Thomas 'let down' as Davis wins place on plane to Athens

Click to follow
The Independent Online

Max Jones, the UK Athletics performance director, yesterday defended the decision to offer Malachi Davis, the American who gained a British passport less than a fortnight ago, an Olympic place at the expense of athletes such as Du'aine Ladejo and Iwan Thomas, both former European 400 metres champions.

Max Jones, the UK Athletics performance director, yesterday defended the decision to offer Malachi Davis, the American who gained a British passport less than a fortnight ago, an Olympic place at the expense of athletes such as Du'aine Ladejo and Iwan Thomas, both former European 400 metres champions.

Davis, from Sacramento, was among 11 athletes added to the British team before today's deadline, earning the third remaining individual 400m place and joining the 4x400m relay squad, to which Welshman Matt Elias was also added.

That means no trip to Athens for Ladejo or Thomas, and the latter athlete - who has not got an A qualifying mark for the individual event but felt he was a genuine contender for a relay spot - says he feels badly treated. "I'm gobsmacked," said Thomas, who only returned to full-time training a fortnight ago after injury. "It wasn't what I expected to hear. I thought I would have been a very good member of the team."

Having run a time of 46.14sec in Madrid on Saturday, shortly after Davis had run 46.30 in Loughborough, Thomas - whose career has been plagued by injury since he won the European, Commonwealth and World Cup titles in 1998 - believed he was in contention to seek a second Olympic relay medal following the silver he picked up in Atlanta eight years ago.

"There's no point in having a slanging match," the 30-year-old added. "But I've been through hell these last five years. I love this sport and now look what they've done to me. I feel really let down by the sport, particularly after Madrid. I knew I had turned around a big corner and am in shape to run much faster. I thought they would have respected my past record and given me a chance."

Jones accepted that the late contention of Davis, who was not a realistic contender for a place in the US team, had upset some other runners, but added that he was fully entitled to run.

"The selectors have got to be objective about it," he said. "If he's eligible, he's eligible."

Davis was the only runner eligible to take the last available individual place as only he had achieved the Olympic A qualifying standard of 45.55. And under new International Olympic Committee rules, if all three individual places are taken up, only three more athletes may be added to make up a relay squad.

Davis, meanwhile, said he had his "heart set" on winning a medal.
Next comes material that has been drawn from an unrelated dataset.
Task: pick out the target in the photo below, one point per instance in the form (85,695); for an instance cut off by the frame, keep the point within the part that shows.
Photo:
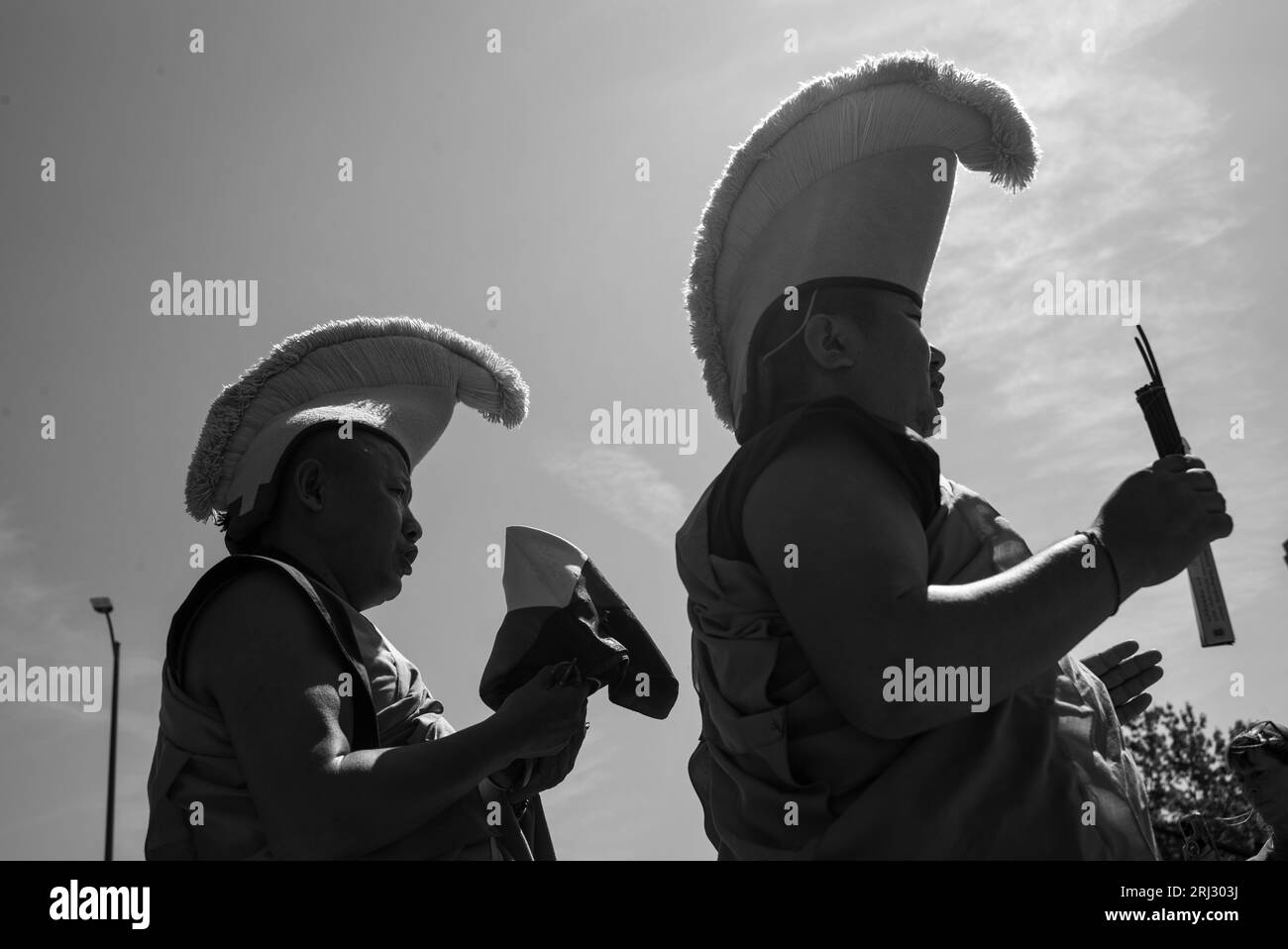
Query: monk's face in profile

Earlier, in an interview for BBC Radio Five Live, he spoke of "representing England" before being reminded it was a British squad by his Scottish interviewer. "Britain it is!" responded Davis, who qualifies for a British passport through his mother, Ava.

Asked whether he felt what he had done was fair, he said: "I was just looking at opportunities to possibly run for another country and to reach my ultimate goal which is the Olympics.
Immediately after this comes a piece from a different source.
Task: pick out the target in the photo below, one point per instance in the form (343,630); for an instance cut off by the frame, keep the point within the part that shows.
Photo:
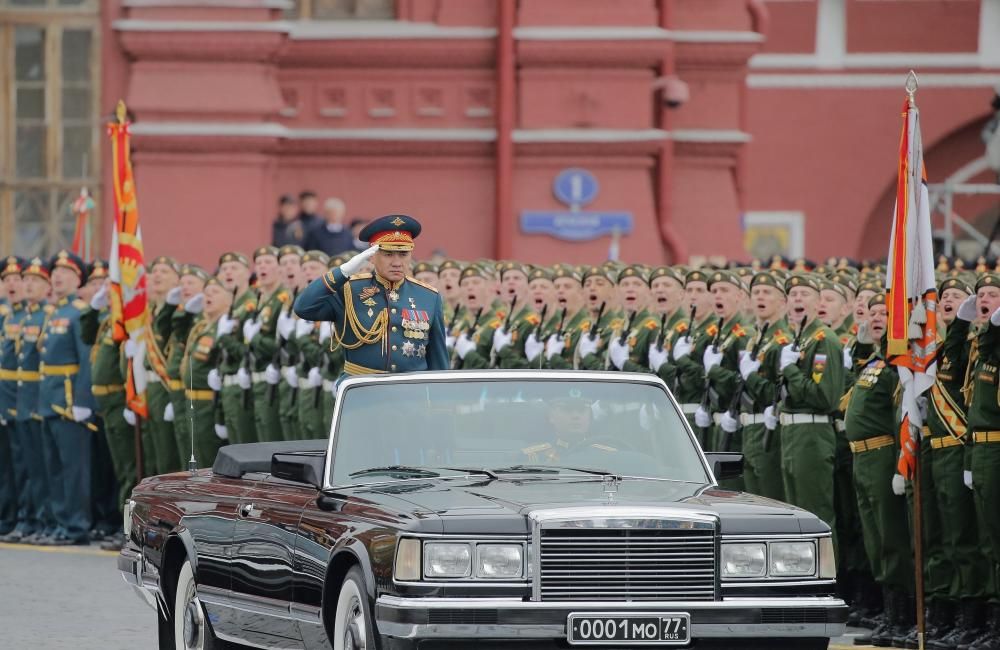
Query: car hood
(487,506)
"There are a lot of athletes, I was told, that were upset with my decision because that could possibly take away their chances of making the squad. But like any athlete around the world there's a certain standard that you have to get, and I got it with about a month and a half to go."

As expected, Chris Tomlinson was chosen for the long jump despite the fact that he only had an Olympic B qualifying standard of 8.05m, which meant there was no leeway to pick the Commonwealth champion, Nathan Morgan, despite the fact that he has an A qualifier from last season.
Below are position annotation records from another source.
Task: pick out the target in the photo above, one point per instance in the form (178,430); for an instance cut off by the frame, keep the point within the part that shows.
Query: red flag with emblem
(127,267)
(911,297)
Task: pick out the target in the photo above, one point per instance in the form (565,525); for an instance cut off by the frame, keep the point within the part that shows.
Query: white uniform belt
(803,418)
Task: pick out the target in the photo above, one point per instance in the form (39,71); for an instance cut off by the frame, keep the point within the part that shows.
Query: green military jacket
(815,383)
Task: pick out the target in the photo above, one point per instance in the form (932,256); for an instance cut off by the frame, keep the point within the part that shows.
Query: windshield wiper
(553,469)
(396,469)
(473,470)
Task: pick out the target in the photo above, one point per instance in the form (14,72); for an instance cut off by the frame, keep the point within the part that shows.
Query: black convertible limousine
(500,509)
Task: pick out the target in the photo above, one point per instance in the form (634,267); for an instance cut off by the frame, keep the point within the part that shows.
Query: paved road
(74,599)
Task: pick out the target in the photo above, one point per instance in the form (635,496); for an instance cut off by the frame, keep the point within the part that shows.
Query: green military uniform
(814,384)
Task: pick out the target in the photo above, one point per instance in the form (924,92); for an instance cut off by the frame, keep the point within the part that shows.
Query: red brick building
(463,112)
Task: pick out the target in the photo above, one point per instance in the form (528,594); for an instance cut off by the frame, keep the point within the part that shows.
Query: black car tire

"I'm very happy to be in the team," said Tomlinson, whose jump of 8.28m to win last month's European Cup was wind-assisted. "But I am also quite sorry for Nathan."

Morgan, who made a late start to the season after having his appendix out on 10 May, achieved a jump of 8.04m in Crete last week, and jumped 7.98m in Madrid on Saturday. But his coach, Ted King, accepted yesterday that he had left himself too much to do.

"It's not a comfortable feeling right now," he said. "Deep down Nathan will be disappointed he's not been able to get to the Games, and it will probably be a few days before he gets his head round it properly. But there's no sense in getting annoyed.We knew he would have to get the A standard of 8.19 to be named."

Dean Macey has confirmed his fitness to compete after achieving the B qualifying mark at Hexham at the weekend in what was his first decathlon since winning the 2001 world bronze medal. Ricky Soos has been picked for the 800m, Emeka Udechuku is in the discus while Dwayne Grant and Scotland's Nick Smith have been added to the 4x100m relay squad. Jo Pavey, a finalist over 5,000m at the last Olympic Games, has also been added to the 1,500m, giving her a chance to pick which event she feels she is fit enough for after injury.